Kb = [CH3NH3+][HNO3] / [CH3NH2]
Let's calculate the concentration of CH3NH3+ after the addition of 49.1 mL of HNO3:
1. Calculate the moles of HNO3 added:
Moles of HNO3 = concentration of HNO3 * volume of HNO3 (in L)
Moles of HNO3 = 0.255 M * 0.0491 L
2. Calculate the remaining volume of methylamine after the addition of HNO3:
Volume of CH3NH2 remaining = Initial volume of CH3NH2 - volume of HNO3 added
Volume of CH3NH2 remaining = 0.1192 L - 0.0491 L
3. Calculate the concentration of CH3NH2 remaining:
Concentration of CH3NH2 remaining = Moles of CH3NH2 / Volume of CH3NH2 remaining
Concentration of CH3NH2 remaining = (Moles of CH3NH2 / Initial volume of CH3NH2) * (Initial volume of CH3NH2 / Volume of CH3NH2 remaining)
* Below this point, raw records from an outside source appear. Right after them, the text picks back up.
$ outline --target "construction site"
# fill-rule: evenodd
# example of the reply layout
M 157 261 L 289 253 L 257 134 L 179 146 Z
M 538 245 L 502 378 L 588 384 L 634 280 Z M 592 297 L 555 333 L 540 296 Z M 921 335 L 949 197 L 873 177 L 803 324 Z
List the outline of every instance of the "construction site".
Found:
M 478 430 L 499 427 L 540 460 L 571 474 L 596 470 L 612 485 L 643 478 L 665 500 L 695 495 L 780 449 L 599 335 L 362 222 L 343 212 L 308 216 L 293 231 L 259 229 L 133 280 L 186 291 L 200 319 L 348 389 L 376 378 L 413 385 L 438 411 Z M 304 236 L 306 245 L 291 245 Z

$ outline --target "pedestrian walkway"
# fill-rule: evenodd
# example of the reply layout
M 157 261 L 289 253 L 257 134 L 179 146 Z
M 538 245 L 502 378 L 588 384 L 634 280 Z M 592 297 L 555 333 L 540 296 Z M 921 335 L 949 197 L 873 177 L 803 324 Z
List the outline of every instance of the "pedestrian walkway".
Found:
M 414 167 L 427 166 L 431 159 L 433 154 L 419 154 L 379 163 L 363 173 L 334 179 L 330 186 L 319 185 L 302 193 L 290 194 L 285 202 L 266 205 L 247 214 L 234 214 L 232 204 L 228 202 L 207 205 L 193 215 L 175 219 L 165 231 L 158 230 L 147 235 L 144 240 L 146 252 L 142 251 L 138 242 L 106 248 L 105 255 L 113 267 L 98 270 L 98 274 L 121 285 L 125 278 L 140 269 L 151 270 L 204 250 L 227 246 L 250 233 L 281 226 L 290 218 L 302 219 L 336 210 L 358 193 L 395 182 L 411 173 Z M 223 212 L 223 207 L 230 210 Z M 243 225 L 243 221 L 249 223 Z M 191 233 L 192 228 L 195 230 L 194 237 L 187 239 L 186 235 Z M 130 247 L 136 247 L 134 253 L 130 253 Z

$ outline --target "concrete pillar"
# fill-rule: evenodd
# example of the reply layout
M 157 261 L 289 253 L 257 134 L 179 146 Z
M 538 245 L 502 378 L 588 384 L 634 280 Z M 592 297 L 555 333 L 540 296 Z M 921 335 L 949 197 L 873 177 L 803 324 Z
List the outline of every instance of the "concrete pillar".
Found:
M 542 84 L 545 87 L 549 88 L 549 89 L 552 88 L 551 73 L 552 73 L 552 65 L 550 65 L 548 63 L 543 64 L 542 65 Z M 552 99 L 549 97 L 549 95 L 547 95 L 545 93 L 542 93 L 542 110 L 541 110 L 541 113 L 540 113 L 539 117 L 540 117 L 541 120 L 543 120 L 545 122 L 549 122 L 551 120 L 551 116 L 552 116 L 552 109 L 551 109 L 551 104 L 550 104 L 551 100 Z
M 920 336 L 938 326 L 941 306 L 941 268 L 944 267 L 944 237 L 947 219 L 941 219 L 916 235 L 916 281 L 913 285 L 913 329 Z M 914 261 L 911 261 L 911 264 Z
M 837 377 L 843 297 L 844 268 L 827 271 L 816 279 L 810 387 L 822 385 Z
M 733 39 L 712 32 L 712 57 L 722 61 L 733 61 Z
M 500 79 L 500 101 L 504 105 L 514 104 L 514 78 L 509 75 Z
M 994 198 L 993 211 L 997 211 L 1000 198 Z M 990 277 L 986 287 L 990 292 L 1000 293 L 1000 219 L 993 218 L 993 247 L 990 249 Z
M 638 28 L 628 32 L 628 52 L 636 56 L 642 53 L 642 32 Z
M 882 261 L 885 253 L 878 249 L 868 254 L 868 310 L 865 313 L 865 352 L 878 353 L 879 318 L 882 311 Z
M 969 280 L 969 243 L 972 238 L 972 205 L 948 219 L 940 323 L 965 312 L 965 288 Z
4. Calculate the concentration of CH3NH3+:
Concentration of CH3NH3+ = Kb * Concentration of CH3NH2 remaining / Concentration of HNO3
Repeat the same steps for the addition of 73.6 mL of HNO3 to find the concentration of CH3NH3+ at that point.
By plugging in the values and following these steps, we can find the concentrations of CH3NH3+ after the addition of 49.1 mL and 73.6 mL of HNO3.
a). First, you omitted what you want t calculate!!!
.......CH3NH2 + HNO3 ==> CH3NH3^+ + NO3^-
mmoles CH3NH2 = 119.2 mL x 0.105 = ??
mmoles HNO3 = 49.1 x 0.255 = ??
Take a look at the numbers; I think the rounded numbers (to 3 s.f.) are equal and the pH (H^+) at the equivalence point is determined by the hydrolysis of the salt.
CH3NH3^+ + H2O ==> CH3NH2 + H3O^+
Ka = (Kw/Kb) = (H3O^+)(CH3NH2)/(CH3NH3^+)
(H3O^+) = (CH3NH2) = x
(CH3NH3^+) = moles HNO3/total mL OR moles CH3NH2/total mL.
b. 73.6 mL HNO3 is FAR past the equivalencae point; therefore, the pH at that point is determined by the excess HNO3. Use mmoles HNO3 - mmoles CH3NH2 = mmoles HNO3. Divide that by mL for final (HNO3) and calculate pH or whatever you want.